Rapid urbanisation is spelling the doom of the urban monuments. The once in the remote areas are just forgotten. Undoubtly development is an important need; however, the planning involved in development needs to be better coordinated. People think of monuments as a hindrance to development.

This brings us to the imperative question of how much we care for our monuments and what significance we attach to our history. The government on its part needs to awake to the reality that these monuments are our national heritage and much needs to be done for conserving the same. More often it is seen that minimal amount is allocated for the upkeep of the same and adequate attention is not paid, even when it is found that their condition has deteriorated.

One must not forget that tourism is linked to these heritage structures and foreigners make a beeline for these monuments, whenever they are in India. Seeing these monuments in shambles make them feel disgraced too.

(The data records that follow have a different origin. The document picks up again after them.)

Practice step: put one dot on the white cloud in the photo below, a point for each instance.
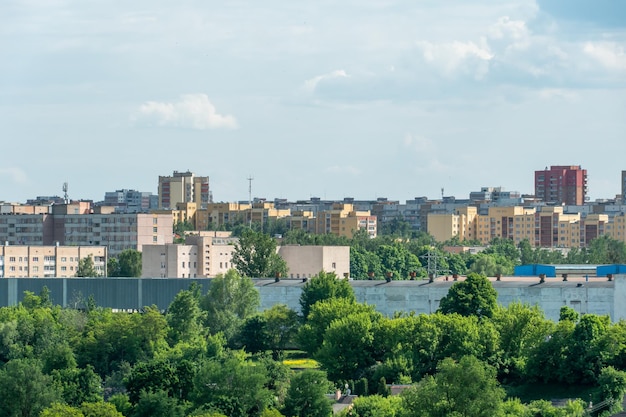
(17, 175)
(609, 54)
(343, 169)
(191, 111)
(419, 144)
(311, 84)
(458, 57)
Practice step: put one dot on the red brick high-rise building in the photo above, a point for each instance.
(562, 184)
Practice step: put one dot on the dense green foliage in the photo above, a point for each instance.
(213, 354)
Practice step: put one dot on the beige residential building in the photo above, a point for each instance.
(461, 223)
(307, 261)
(343, 220)
(204, 255)
(183, 187)
(49, 261)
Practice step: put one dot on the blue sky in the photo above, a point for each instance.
(327, 99)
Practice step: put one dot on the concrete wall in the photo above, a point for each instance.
(597, 296)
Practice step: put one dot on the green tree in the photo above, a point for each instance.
(521, 329)
(184, 317)
(99, 409)
(474, 296)
(61, 410)
(86, 268)
(129, 262)
(24, 389)
(255, 256)
(113, 267)
(232, 386)
(307, 395)
(324, 286)
(157, 404)
(323, 314)
(347, 350)
(230, 300)
(466, 388)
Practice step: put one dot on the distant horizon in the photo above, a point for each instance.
(368, 98)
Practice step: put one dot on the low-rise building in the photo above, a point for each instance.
(49, 261)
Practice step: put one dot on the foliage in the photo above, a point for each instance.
(232, 386)
(129, 263)
(307, 395)
(474, 296)
(347, 350)
(28, 388)
(255, 256)
(273, 329)
(231, 299)
(324, 286)
(464, 388)
(86, 268)
(184, 317)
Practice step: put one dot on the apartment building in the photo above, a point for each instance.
(561, 184)
(48, 261)
(78, 224)
(130, 201)
(462, 223)
(307, 261)
(203, 255)
(183, 187)
(343, 220)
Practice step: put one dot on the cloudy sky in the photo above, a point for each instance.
(329, 99)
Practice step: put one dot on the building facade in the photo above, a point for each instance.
(183, 187)
(49, 261)
(78, 224)
(561, 184)
(204, 255)
(308, 261)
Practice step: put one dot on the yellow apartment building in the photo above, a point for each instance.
(461, 223)
(343, 220)
(183, 187)
(48, 261)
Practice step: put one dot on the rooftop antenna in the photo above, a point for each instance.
(66, 198)
(250, 196)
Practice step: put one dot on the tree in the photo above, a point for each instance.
(29, 390)
(233, 386)
(157, 404)
(86, 267)
(306, 396)
(467, 388)
(231, 299)
(324, 286)
(129, 261)
(322, 314)
(185, 317)
(347, 350)
(474, 296)
(255, 256)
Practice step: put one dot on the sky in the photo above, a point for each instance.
(357, 98)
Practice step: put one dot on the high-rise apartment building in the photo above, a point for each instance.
(562, 184)
(623, 187)
(130, 201)
(183, 187)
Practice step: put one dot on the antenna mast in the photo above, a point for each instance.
(66, 198)
(250, 196)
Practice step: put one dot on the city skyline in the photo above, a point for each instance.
(359, 99)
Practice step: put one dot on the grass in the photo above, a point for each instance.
(538, 391)
(299, 360)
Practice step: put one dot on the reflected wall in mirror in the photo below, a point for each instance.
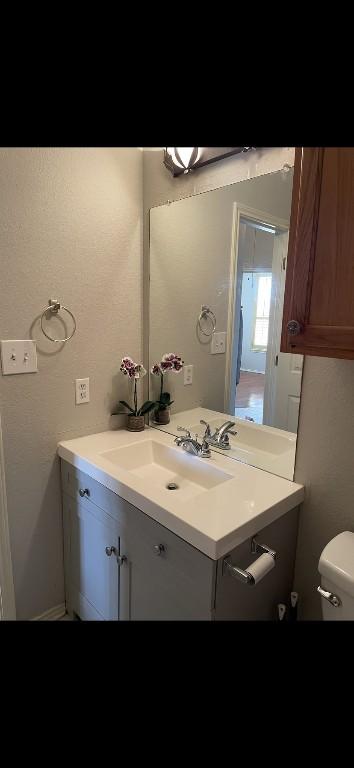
(217, 277)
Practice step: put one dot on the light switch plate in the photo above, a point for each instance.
(218, 343)
(18, 356)
(187, 374)
(82, 391)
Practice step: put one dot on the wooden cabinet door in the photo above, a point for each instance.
(93, 574)
(318, 317)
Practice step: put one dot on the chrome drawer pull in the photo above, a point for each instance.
(333, 599)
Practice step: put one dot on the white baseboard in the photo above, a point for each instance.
(252, 370)
(54, 614)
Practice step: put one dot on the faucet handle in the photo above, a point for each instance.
(183, 429)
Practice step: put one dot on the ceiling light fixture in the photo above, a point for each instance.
(180, 160)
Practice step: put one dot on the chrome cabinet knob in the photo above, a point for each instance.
(294, 327)
(110, 551)
(330, 596)
(159, 549)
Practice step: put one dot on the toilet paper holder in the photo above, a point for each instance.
(239, 573)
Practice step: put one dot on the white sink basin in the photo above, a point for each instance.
(163, 465)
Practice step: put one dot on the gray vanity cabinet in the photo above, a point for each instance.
(164, 577)
(122, 564)
(150, 573)
(92, 574)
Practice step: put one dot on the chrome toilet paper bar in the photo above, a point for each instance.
(265, 564)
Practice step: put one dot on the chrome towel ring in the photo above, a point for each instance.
(209, 315)
(54, 307)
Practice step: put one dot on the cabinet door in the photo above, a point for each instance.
(164, 578)
(318, 316)
(94, 575)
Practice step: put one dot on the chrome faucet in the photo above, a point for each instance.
(191, 445)
(220, 438)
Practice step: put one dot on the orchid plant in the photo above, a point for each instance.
(169, 362)
(135, 371)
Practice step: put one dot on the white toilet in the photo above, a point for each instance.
(336, 566)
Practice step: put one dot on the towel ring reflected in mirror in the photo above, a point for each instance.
(54, 307)
(206, 313)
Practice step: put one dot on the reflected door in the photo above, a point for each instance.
(283, 371)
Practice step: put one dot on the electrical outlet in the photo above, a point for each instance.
(82, 391)
(218, 343)
(188, 374)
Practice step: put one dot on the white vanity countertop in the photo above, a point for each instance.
(215, 521)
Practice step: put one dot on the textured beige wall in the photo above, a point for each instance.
(70, 227)
(324, 463)
(190, 252)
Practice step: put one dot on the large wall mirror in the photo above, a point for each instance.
(217, 275)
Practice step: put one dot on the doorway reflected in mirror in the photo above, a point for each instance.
(225, 251)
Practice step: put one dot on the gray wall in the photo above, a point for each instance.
(324, 461)
(325, 464)
(70, 227)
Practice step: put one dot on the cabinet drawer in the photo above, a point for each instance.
(74, 481)
(168, 578)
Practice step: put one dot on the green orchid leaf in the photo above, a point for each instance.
(127, 406)
(146, 407)
(165, 398)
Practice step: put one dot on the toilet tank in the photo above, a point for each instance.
(336, 566)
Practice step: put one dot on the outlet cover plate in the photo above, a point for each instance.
(82, 391)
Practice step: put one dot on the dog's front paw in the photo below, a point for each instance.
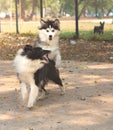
(30, 105)
(62, 90)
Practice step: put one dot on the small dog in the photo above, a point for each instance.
(35, 69)
(48, 39)
(99, 29)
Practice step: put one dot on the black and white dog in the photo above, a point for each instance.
(34, 69)
(48, 39)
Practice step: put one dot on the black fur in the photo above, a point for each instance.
(99, 29)
(34, 52)
(48, 72)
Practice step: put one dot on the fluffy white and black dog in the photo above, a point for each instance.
(34, 69)
(48, 39)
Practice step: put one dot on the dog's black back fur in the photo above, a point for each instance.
(34, 52)
(48, 72)
(99, 29)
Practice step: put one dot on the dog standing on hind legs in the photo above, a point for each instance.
(48, 39)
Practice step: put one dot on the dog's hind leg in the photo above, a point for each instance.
(33, 95)
(24, 91)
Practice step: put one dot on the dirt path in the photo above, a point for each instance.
(87, 104)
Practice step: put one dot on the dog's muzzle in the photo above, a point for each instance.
(50, 37)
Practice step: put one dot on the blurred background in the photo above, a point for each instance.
(29, 14)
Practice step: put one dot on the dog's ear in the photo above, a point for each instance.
(56, 23)
(42, 21)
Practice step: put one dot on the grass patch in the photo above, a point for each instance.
(89, 35)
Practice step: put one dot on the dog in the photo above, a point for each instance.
(34, 69)
(99, 29)
(48, 39)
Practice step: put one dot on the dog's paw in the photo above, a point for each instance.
(62, 90)
(30, 105)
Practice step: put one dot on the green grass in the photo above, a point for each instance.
(67, 30)
(89, 35)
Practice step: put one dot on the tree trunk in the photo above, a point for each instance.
(33, 9)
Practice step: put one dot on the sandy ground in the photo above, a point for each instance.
(87, 104)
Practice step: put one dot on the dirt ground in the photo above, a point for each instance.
(87, 74)
(87, 104)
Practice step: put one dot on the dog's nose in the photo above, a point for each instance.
(50, 37)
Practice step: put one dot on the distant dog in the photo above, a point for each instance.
(99, 29)
(48, 39)
(34, 70)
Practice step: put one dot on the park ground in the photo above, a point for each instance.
(86, 72)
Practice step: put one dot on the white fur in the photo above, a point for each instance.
(25, 68)
(52, 45)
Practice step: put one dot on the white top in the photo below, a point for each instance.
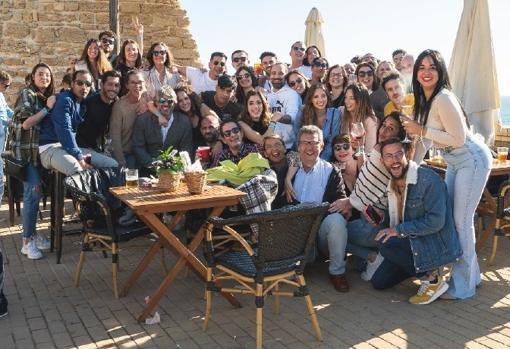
(200, 81)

Ancient buildings and shrines are being regularly vandalised and used as public latrines. The walls of fortresses, palaces and havelis which have witnessed the romantic pageant of history now bear witness to a more modern romance in the form of graffiti. We as Indians can only make a pledge that we will not let more of our monuments disappear like this. It is time for everyone to wake up to the reality that these monuments are our heritage and we need to care for them.